Configuration Updates

In order to complete SnpCall overnight, we are going to tell GotCloud to only call SNPs for the EXOME regions.

Edit

nedit $SAMPLE/gotcloud.conf&
  • Or you can use vi or emacs or your favorite editor

Specify the target region:

UNIFORM_TARGET_BED = /net/seqshop-server/home/mktrost/seqshop/singleSample/20130108.exome.targets.bed
  • See [Sequenceing Settings] for more information on the GotCloud configuration settings for running Targeted/Exome runs.

Running SnpCall

Run GotCloud snpcall with 6 jobs running in parallel

  • Why 6?
    • You want to run as many as you can.
    • 5 of you on the machine - 5*6 = 30 jobs will be running in parallel on that machine
${GC}/gotcloud snpcall --conf $SAMPLE/gotcloud.conf --numjobs 6
  • Only need the configuration & number of threads, rest is specified within the configuration.

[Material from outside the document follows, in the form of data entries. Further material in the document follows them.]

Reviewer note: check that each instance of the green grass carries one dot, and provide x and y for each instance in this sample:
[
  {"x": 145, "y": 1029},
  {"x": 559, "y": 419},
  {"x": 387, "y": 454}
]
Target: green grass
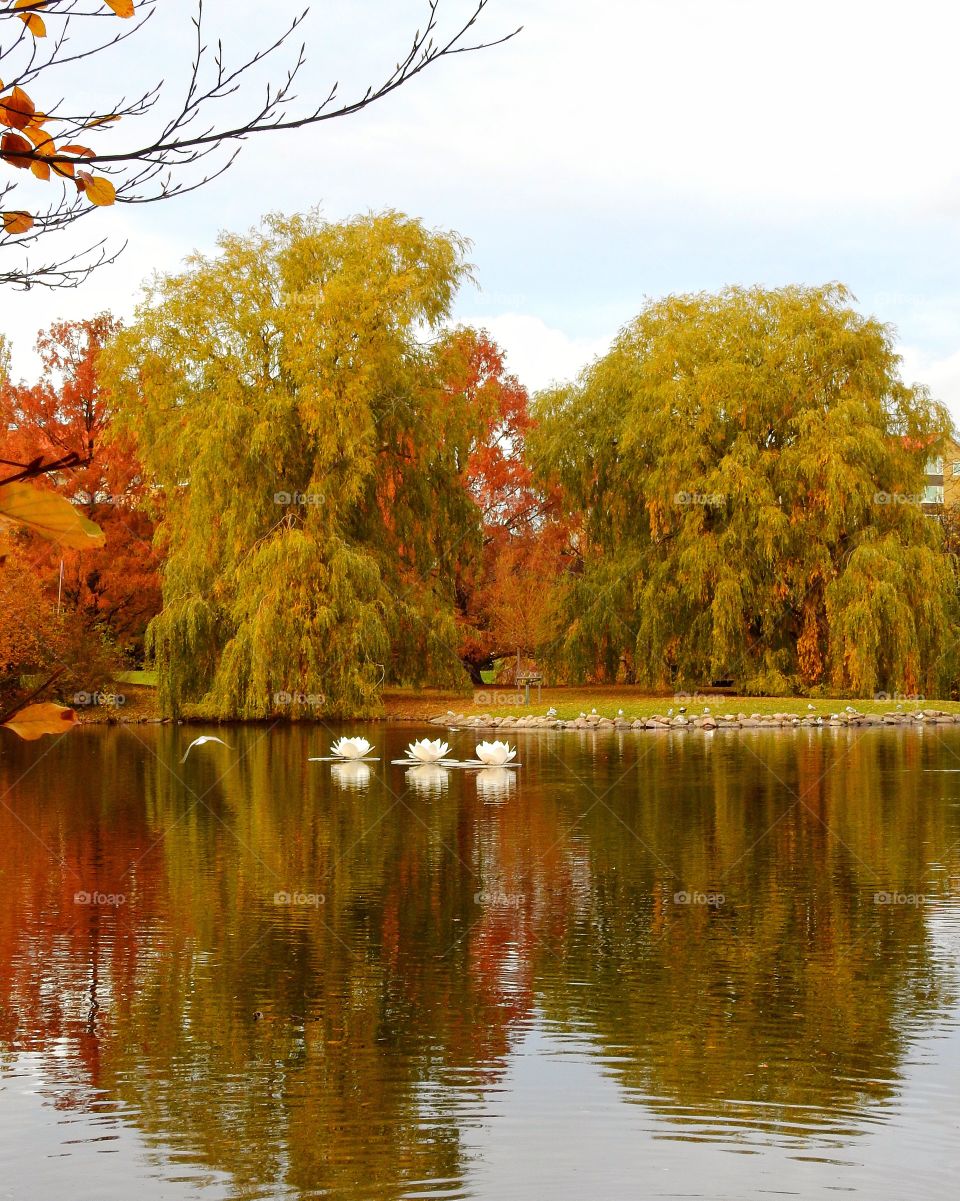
[
  {"x": 651, "y": 706},
  {"x": 148, "y": 679}
]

This will run overnight. We will check if it completed at the practical in the morning.

Log Out

Want to log out and leave your job running?

In the screen window, type:

Ctrl-a d

(Hold down Ctrl and type 'a', let go of both and type 'd')

  • This will "detach" from your screen session while your alignment continues to run.

If you have not detached from screen:

Ctrl-a d

exit PuTTY

Tuesday FEEDBACK!

Please provide feedback on the lectures/tutorials from today:

https://docs.google.com/forms/d/1n8xYxvsOq-HsabpDfGcHvwD84BYIRDx8_b-H5N3d-D8/viewform

Step 2 (Day 2): Checking SnpCall

Logging Back in to Check Jobs

How do you log back into screen tomorrow?
screen -r

This will resume an already running screen.